I certainly don’t think adaptations need to be precisely accurate. Nearly every Marvel movie sees significant alterations to canon, but they work because of a core commitment to getting the essence of the main character right. It’s not bloodlust that makes me long for a Nathan Drake comfortable around death, it’s a hard edge that helps give texture to the video game character’s appeal. I don’t need a male character to chase skirts to make him appealing, but the Nathan Drake of the games is sometimes driven to folly by his more basal impulses. It seems to me the makers of Uncharted care more about making a four quadrants appealing hero than capturing the essence of the Nathan Drake character. To be fair, that essence is essentially Indiana Jones as a video game character. Nevertheless, I remain convinced there’s a market for new spins on that archetype that don’t need to be stricken by the comic book era asexuality of mainstream movie characters
Perhaps Tom Holland’s particular brand of “aww shucks” action heroism overpowered the script and any preconceptions of what Drake should be on set. And here’s the thing, he’s undeniably charming! It’s clear he’s actually doing an impressive amount of his own parkour stunt work. He seems engaged and committed to the material. He has pleasant odd couple chemistry with Wahlberg and remains effortlessly funny. Maybe director Ruben Fleischer (Zombieland, Venom) pivoted during filming and this is what came out of the edit. Nevertheless, I can’t help but feel disappointed that a compelling game character has been brought to life with all the edge of a network TV character from the 50s.

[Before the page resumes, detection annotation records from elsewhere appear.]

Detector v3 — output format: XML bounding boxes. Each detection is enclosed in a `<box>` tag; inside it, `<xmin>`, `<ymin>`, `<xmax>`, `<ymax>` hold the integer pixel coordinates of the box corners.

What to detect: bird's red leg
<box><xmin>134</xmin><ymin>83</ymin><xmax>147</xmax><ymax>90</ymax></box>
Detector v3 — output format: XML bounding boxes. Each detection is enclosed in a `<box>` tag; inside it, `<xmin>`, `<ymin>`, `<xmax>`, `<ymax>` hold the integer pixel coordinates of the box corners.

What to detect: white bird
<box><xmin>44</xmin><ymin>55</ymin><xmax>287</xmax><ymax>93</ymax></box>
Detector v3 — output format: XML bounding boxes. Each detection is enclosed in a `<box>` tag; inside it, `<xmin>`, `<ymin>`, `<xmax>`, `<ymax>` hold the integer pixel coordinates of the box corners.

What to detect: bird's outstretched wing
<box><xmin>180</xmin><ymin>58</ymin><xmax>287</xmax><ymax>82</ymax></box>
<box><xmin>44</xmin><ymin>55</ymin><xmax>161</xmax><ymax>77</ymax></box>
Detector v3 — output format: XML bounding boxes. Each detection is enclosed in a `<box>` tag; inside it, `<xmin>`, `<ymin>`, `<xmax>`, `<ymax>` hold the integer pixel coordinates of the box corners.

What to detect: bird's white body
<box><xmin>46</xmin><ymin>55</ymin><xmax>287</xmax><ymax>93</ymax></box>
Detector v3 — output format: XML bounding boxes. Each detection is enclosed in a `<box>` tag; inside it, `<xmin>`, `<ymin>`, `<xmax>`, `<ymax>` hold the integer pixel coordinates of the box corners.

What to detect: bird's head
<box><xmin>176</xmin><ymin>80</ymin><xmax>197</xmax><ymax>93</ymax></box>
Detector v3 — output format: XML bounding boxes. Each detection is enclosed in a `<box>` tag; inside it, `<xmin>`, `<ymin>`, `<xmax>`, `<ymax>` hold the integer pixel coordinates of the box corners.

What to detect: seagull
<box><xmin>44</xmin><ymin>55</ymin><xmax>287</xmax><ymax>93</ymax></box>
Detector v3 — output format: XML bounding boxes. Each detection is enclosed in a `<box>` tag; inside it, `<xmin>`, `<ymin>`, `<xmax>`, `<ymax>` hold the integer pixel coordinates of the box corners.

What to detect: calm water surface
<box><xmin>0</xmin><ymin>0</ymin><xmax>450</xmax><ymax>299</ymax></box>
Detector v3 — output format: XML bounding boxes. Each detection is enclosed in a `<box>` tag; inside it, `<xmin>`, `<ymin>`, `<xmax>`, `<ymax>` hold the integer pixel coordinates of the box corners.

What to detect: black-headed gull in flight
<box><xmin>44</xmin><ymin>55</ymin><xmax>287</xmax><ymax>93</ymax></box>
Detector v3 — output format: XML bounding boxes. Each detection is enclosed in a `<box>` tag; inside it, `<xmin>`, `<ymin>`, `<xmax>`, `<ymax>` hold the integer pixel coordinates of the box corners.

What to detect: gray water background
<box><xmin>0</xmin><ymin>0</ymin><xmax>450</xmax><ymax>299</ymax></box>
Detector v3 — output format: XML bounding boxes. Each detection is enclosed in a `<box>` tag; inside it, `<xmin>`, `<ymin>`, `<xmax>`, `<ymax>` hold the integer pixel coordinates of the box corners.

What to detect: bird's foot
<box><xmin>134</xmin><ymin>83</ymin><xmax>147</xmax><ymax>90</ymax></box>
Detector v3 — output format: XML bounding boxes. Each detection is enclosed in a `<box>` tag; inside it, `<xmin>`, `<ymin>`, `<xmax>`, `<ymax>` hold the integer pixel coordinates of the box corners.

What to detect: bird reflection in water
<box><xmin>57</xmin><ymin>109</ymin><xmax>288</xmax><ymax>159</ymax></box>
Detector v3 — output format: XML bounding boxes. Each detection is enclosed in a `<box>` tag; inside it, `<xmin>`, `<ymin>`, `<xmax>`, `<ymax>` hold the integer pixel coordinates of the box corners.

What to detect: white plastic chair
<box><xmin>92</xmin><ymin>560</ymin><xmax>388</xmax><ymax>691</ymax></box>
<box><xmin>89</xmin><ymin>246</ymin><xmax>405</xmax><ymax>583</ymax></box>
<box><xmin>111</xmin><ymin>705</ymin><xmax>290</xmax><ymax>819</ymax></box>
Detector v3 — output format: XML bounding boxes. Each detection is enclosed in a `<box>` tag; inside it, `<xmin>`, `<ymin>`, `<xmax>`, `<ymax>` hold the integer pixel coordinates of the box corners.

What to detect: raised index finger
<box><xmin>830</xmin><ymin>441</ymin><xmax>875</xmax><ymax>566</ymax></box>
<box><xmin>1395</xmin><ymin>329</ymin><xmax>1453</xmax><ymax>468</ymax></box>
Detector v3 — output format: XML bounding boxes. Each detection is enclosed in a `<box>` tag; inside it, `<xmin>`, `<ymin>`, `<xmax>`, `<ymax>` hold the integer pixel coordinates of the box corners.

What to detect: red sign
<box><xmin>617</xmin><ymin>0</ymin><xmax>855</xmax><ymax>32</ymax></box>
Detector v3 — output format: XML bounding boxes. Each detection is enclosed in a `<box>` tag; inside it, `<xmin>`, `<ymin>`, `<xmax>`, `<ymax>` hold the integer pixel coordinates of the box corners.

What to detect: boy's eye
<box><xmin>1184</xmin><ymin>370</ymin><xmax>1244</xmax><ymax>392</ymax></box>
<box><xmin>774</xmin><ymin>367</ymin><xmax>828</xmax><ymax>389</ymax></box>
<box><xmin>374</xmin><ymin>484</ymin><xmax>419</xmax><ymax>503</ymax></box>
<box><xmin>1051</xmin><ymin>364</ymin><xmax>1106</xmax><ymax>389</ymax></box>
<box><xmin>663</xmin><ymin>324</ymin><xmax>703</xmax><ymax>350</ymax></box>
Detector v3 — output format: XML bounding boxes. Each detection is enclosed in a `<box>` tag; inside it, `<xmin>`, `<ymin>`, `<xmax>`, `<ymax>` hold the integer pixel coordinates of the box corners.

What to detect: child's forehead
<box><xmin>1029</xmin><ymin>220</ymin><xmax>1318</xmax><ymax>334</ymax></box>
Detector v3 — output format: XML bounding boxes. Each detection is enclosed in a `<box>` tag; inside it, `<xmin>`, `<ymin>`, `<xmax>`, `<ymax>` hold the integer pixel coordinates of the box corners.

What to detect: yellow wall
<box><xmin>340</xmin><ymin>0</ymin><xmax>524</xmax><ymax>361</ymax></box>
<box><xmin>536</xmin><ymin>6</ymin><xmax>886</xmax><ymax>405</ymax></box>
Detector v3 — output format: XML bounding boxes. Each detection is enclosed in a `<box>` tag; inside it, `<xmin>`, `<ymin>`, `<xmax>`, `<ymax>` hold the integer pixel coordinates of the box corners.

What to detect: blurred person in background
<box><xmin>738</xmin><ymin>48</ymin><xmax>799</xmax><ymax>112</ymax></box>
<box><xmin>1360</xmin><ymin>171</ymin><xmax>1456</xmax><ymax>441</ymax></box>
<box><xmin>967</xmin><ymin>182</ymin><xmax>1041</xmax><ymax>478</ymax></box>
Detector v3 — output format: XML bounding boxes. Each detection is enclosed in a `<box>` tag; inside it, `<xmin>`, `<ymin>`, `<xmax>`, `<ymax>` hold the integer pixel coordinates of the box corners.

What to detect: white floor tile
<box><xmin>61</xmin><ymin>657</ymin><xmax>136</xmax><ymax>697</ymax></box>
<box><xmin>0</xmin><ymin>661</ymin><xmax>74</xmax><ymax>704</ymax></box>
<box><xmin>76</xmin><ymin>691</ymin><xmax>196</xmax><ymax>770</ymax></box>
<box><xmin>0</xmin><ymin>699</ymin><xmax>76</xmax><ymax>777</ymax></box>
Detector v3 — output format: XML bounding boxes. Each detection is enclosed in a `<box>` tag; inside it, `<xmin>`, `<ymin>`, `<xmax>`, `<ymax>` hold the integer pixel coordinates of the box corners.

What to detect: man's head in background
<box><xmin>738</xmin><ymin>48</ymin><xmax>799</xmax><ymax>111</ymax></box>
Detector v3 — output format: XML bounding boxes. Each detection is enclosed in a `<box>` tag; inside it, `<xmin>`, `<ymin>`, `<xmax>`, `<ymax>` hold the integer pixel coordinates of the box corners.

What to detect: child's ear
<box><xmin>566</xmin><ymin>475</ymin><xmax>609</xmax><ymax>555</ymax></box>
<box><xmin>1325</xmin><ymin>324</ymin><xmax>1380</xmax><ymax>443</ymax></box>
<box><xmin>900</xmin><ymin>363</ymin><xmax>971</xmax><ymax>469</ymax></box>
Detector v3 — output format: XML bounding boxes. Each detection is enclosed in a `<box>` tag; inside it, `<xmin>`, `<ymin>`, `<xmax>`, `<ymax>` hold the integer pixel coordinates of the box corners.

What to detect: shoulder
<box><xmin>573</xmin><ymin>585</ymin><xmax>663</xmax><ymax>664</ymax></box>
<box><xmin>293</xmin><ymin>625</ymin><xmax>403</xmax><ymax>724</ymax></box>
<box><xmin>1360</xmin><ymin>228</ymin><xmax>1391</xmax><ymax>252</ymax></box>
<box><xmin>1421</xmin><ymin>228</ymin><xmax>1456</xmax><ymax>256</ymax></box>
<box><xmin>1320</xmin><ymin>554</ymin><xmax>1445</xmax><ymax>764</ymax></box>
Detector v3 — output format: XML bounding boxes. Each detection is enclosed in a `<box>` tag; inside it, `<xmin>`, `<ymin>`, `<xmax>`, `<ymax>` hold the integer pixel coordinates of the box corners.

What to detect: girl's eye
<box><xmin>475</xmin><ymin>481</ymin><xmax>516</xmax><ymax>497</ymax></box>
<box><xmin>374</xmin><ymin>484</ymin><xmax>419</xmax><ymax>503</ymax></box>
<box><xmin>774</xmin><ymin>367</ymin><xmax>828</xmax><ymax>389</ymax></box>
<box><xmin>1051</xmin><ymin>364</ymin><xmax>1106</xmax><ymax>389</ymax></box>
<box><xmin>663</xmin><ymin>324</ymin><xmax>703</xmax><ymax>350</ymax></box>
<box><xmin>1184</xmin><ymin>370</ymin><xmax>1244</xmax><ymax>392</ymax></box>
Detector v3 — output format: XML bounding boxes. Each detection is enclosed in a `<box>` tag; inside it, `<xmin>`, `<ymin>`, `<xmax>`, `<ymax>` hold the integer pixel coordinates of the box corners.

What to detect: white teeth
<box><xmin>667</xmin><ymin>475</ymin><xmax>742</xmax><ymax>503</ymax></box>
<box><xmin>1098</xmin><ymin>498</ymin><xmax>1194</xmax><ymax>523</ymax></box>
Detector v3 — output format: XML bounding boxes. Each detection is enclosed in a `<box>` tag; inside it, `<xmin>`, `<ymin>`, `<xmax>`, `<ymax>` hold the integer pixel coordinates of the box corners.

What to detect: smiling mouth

Sometimes writing about a film is a journey. When I sat down to write about Uncharted, I thought I’d have written far more more positively, but the process ended up drawing out a lot more frustrations than I had expected. I worry I have given the wrong impression. I actually had a really good time at Uncharted. I laughed at most of the jokes. I found the adventure compelling. I liked the entire cast. The production values are largely quite solid. I had a goofy grin on my face during the utterly absurd finale. The movie is, put simply, a good hang! I’m just sad that when I call Uncharted the greatest video game movie ever made it’s with the knowledge that it could have been so much more.
Uncharted will be released in theaters on February 18, 2022.